Functional Requirements:


  • Long url --> short url
  • Short url --> long url
  • optional expiration time
  • track data analytics



Non-Functional Requirements:


  • Low latency. this service is simple, 200ms is more than enough
  • High scalability, easily scalable
  • High availability, service intact even when some nodes fail
  • Data durability


API Design


  • Create(longUrl string) string which accepts the long url and returns a short url.
  • FindOriginal(shortUrl string) string which accepts the short url and returns the long url.


High-Level Design


Describe the overall system architecture. Identify the main components needed to solve the problem end-to-end. Use the diagramming tool to create a block diagram.


Components needed:

  • CDN
  • Load balancer
  • api gateway

Services:

  • Shortening service (long to short)
  • Finding service (short to long)
  • ID generation service

Storage:

  • RDBMS
  • cache
  • analytics





Detailed Component Design

Deep dive into 2-3 key components.
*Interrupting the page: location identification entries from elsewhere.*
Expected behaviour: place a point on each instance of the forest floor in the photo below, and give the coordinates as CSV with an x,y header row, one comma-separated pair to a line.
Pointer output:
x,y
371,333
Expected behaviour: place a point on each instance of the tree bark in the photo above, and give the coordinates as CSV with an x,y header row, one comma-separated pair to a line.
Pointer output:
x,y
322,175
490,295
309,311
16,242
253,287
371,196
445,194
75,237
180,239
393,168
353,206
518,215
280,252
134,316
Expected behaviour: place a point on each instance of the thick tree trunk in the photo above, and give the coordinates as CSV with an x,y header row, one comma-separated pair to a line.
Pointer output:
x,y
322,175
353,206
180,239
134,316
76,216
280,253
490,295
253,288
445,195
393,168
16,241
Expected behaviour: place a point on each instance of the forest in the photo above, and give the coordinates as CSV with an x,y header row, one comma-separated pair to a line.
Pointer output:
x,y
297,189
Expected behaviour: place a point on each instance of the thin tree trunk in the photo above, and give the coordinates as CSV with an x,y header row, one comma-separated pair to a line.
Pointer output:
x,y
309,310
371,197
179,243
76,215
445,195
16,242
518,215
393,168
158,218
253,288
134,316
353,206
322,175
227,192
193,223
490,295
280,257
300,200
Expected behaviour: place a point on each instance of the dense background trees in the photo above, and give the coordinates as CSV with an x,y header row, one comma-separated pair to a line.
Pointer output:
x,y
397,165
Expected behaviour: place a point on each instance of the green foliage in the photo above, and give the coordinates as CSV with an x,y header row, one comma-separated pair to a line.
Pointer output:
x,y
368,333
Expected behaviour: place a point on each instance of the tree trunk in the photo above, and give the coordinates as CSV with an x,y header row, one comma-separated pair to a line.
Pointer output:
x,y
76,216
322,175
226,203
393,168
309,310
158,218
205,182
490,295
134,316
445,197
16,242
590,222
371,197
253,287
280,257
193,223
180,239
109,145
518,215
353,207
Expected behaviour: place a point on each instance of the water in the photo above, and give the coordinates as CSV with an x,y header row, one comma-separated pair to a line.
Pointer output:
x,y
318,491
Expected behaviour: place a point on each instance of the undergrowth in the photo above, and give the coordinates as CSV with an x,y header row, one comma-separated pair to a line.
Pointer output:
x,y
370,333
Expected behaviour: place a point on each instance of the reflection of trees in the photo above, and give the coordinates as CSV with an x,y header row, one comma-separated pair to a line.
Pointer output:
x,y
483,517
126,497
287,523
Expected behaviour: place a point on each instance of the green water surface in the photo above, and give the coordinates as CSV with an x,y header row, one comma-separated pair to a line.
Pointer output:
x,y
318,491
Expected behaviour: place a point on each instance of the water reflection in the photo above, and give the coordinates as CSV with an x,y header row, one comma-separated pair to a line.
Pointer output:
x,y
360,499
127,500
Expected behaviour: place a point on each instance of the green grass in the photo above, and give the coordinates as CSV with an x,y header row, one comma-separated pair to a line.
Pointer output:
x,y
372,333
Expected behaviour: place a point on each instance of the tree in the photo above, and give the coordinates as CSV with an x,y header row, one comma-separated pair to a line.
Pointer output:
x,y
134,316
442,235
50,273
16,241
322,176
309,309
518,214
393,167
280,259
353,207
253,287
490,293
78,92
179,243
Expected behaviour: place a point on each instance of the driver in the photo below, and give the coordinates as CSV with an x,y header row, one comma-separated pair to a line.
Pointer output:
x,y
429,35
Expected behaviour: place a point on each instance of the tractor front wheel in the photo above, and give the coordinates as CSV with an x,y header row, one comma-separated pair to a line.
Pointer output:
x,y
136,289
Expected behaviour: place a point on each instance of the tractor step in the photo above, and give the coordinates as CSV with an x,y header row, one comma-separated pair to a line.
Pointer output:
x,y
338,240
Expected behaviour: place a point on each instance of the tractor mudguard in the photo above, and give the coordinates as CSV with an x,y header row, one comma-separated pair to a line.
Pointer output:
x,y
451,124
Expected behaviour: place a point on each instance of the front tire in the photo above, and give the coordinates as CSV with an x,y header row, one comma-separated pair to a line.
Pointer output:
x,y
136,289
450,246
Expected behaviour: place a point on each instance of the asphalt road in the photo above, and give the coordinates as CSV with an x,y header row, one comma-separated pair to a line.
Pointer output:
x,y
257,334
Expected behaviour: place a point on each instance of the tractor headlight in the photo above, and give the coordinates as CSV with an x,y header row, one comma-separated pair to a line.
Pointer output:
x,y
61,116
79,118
Explain how they work, how they scale, discuss tradeoffs, capacity, and any relevant algorithms or data structures.


load balancer can also be scaled vertically by adding more hardware or horizontally by adding more nodes. load balancers need to access the same server list, it can be an etcd or some databases. it also help to do health checks. many algorithms can be used here, round robin or least connections. round robin works well in simple scenarios but it doesn't know if the nodes are actually busy and some requests apparently take longer time than the others. least connections send requests to the least nodes having the least connections, but also connections count doesn't mean if nodes are overloaded. maybe weighted least connections are fine too.


Database can also be scaled horizontally or vertically. vertically by adding more hardware, horitonzally by adding more read write replicas. multiple nodes support high availability also. it works with cache that caches data. this business is simple so we could simply cache the data and set an expiration time.


ID generation is important here, uniqueness and safety are crucial. we could just generatae a random string using base64 with a length of 10. 64 to the power of 10 is extremely large. If there is a collision, we just retry. It is extremely fast and most importantly, it doesn't relate to the original long url, so it's hard to find relation and very secure.